SCOTLAND’S success in the pool at the Commonwealth Games and elsewhere saw medals galore brought back from the Gold Coast.
Some 44 medals were won by Team Scotland with fully a quarter of them won in swimming and diving.
Now a swimming coach respected as a top trainer in the corporate world, Dr Richard Norris, says that the success of Team Scotland, and particularly the aquatics athletes, could inspire Scottish businesses to excellence.
Dr Norris is a trainer at Kissing With Confidence, the Glasgow-based training agency. He has worked as a veterinarian in Canada, an army veterinary officer in the UK, and a competitive swimmer for 23 years, as well as a licensed swimming coach.
He has worked with businesses from small and medium-sized enterprises (SMEs) to FTSE 100s to public sector organisations.
He told The National: “As a swimmer and coach, I’ve been glued to the performances coming out of this year’s Commonwealth Games on the Gold Coast. I’ve especially enjoyed the stellar performance from Scotland’s swimming team, coached by Alan Lynn, a man I’ve been lucky enough to meet and speak with on several occasions.
“Looking at how the record- breaking Team Scotland has exceeded everyone’s expectations, and returned with a triumphant overall haul of 44 medals, including 11 for swimming to boot, I can’t help but think that there are lessons here to be learnt by Scottish businesses.
“As Alan said about the Scottish swimmers, the success comes – in part – from the attitude. The team doesn’t care what everyone else thinks. They care about being the best they can be on the day; and that doesn’t come without training.
“My mantra, in the pool or the boardroom, has always been ‘Train as you race, and race as you train’.
“The army worded it slightly differently, saying ‘Train hard, fight easy’, but the point remains that, for a race, the plan has been in place for nearly a four-year cycle, honed to an edge, and practised until it’s more than second nature,” he added. “The swimmers on the podium are there because they planned for it, they rehearsed it, and they made it happen.”
The key to success in business is planning, says Dr Norris: “What a lot of SMEs, particularly around the three- to five-year mark, fail to anticipate is that plans need rehearsing, updating, and maintaining. A plan is a living thing that changes with the circumstances of the business, and ownership needs to be taken.
“Success in business comes from preparation, built upon a solid foundation of hard work and commitment. Alan said this was the key to the medals earned by our swimmers, and I’ve asserted the same in books and blogs over the years.
“The most important trait a leader in business can have is commitment.

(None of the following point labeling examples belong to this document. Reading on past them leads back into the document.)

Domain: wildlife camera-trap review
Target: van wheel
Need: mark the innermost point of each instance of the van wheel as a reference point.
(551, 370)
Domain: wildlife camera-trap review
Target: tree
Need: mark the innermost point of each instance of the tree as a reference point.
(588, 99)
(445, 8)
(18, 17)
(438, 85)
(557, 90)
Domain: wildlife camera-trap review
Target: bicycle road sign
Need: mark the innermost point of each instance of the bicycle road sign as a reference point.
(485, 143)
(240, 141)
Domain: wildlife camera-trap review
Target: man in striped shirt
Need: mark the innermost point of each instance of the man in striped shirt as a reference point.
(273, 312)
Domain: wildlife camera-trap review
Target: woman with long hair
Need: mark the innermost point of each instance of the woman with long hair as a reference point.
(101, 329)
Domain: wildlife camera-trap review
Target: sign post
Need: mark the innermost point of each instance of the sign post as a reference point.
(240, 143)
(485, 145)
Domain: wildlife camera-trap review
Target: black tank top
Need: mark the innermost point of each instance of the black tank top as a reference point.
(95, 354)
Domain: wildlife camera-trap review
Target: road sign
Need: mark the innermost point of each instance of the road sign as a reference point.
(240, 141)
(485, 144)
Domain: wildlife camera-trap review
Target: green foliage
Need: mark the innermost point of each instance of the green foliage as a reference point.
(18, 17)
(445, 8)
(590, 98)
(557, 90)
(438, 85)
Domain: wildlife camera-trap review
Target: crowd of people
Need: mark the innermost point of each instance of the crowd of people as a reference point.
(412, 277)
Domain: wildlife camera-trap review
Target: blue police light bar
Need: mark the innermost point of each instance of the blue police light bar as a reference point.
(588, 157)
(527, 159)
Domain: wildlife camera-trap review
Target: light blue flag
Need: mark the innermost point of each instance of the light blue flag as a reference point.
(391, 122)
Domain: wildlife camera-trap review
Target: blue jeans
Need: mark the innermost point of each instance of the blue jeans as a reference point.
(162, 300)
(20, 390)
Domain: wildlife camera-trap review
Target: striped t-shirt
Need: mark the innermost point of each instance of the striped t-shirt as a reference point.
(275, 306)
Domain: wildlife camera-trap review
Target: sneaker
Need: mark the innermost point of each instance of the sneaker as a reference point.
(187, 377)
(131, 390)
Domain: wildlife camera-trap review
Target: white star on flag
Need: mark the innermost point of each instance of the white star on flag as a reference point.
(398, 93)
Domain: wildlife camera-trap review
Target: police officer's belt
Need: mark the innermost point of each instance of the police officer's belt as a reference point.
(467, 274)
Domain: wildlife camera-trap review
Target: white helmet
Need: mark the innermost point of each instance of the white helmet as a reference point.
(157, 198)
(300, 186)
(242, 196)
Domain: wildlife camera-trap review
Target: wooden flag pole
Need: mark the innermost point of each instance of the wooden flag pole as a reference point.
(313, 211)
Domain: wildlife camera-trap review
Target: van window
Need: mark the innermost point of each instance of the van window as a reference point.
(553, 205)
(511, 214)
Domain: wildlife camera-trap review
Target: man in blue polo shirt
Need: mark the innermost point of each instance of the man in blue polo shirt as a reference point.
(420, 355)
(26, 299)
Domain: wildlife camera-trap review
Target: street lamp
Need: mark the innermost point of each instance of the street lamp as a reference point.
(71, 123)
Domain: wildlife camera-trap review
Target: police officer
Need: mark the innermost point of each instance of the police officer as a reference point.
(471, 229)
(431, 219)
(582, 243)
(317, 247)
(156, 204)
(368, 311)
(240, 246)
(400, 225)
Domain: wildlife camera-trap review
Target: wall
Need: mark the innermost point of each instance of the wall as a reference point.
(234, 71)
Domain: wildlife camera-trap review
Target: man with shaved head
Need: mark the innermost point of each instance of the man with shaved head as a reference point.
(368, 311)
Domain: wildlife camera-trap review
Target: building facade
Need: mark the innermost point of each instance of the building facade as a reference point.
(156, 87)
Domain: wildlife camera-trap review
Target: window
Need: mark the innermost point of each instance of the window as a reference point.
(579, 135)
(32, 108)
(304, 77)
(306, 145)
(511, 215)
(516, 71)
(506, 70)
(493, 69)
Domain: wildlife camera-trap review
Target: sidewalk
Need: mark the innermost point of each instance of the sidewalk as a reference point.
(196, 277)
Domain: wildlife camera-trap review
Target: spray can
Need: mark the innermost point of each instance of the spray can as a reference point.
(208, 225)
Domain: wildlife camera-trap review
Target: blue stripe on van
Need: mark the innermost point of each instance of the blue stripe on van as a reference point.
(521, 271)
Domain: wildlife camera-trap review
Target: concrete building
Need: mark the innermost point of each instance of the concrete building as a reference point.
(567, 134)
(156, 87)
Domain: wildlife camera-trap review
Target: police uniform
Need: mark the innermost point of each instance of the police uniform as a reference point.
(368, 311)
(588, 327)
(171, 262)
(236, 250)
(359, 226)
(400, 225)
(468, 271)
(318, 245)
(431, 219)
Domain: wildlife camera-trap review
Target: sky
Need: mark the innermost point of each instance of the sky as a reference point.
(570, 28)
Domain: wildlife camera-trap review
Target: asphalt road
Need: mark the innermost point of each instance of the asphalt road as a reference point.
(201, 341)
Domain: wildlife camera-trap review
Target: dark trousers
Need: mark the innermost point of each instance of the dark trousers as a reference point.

That said, it goes further. The team had a watch phrase, which was RPE, Relentless Pursuit of Excellence, and I think it is a superb reminder of the qualities that should be at the forefront of the business mind.
“Relentlessness speaks for itself. There can be no giving up once a goal is set. The actions needed to achieve the goals of the business are part of the equation, but a good leader will be more than that. They will embody the true and lasting change that underpins success,” he added.
“Pursuit is sometimes seen as undesirable, because no business wants to say it is chasing innovation, or chasing market share, rather than leading.
“Everyone likes to think they are at the ‘front of the pack’. But true pursuit means that the one you are chasing is yourself.”